L’alta gamma in ascesa

È un lusso anche avere cassa in eccesso da investire. Le aziende dell’alta gamma , dopo anni di sforzi giganteschi nella propria rete distributiva, ora hanno molto da spendere o da restituire ai propri azionisti sotto forma di buy back o di dividendo.

La più liquida di tutte è la svizzera Richemont, che ha in cassa oltre 5 miliardi di euro, che potrebbero essere destinati a nuovi marchi della gioielleria e dell’orologeria di alta gamma, oppure per diversificare nella moda, dove il colosso elvetico è presente solo con Chloè e Alaia. Ma c’è anche la connazionale Swatch, che ha poco meno di un miliardo da investire o da restituire ai suoi azionisti. Tra i brand della moda invece la più liquida è Burberry, che tra l’altro è una delle poche pubblic company del lusso, che ha in cassa oltre un miliardo. Il gruppo anglosassone due anni fa ha fatto una scommessa diversa rispetto alle rivali, ricomprandosi da Coty la divisione cosmetica e profumi. E visto che Burberry è da sempre un’azienda basata unicamente sul suo brand e avendo già implementato una forte politica di “brand extention” partendo dall’impermeabile, gli esperti scommettono in cedole più ricche o buy back.
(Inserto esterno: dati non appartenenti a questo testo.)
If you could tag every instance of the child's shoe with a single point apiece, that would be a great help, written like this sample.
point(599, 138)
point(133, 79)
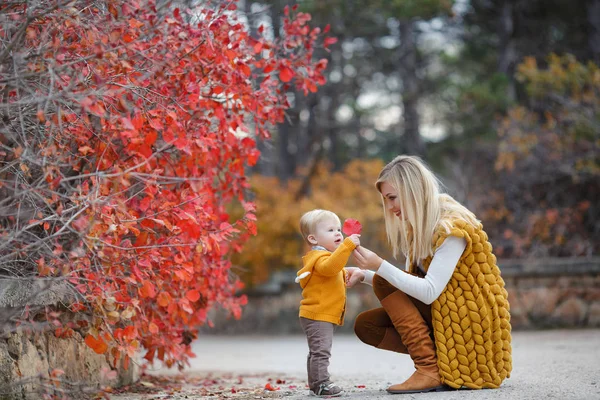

Le aziende italiane hanno in genere dimensioni più ridotte rispetto ai colossi esteri, e quindi maggiori prospettive di crescita per linee interne. Peraltro se Moncler ha ancora di fronte alcuni anni di investimenti sulla distribuzione, Cucinelli nell’ultimo triennio ha puntato 120 milioni per potenziare la propria rete, finanziando parte di questi investimenti anche grazie al debito (a fine 2015 le passività erano di 56 milioni). Stesso discorso per Tod’s che ha sempre pagato dividendi generosi, ma che si è appena imbarcata nell’acquisizione di Roger Vivier (operazione da 415 milioni, di cui la metà pagata in azioni Tod’s) pertanto per la prima volta nella sua storia si trova a essere indebitata, seppure di poco. Il caso è invece leggermente diverso per Salvatore Ferragamo, che avendo completamente azzerato i debiti grazie a una forte generazione di cassa, ora potrebbe remunerare un po’ di più i suoi azionisti. Infine, c’è grande attesa per l’Ipo di Valentino, piuttosto che per il ritorno sul mercato di una serie di brand che sono stati acquisiti negli anni dai private equity come Roberto Cavalli o Sergio Rossi, il cui rilancio richiederà alcuni anni.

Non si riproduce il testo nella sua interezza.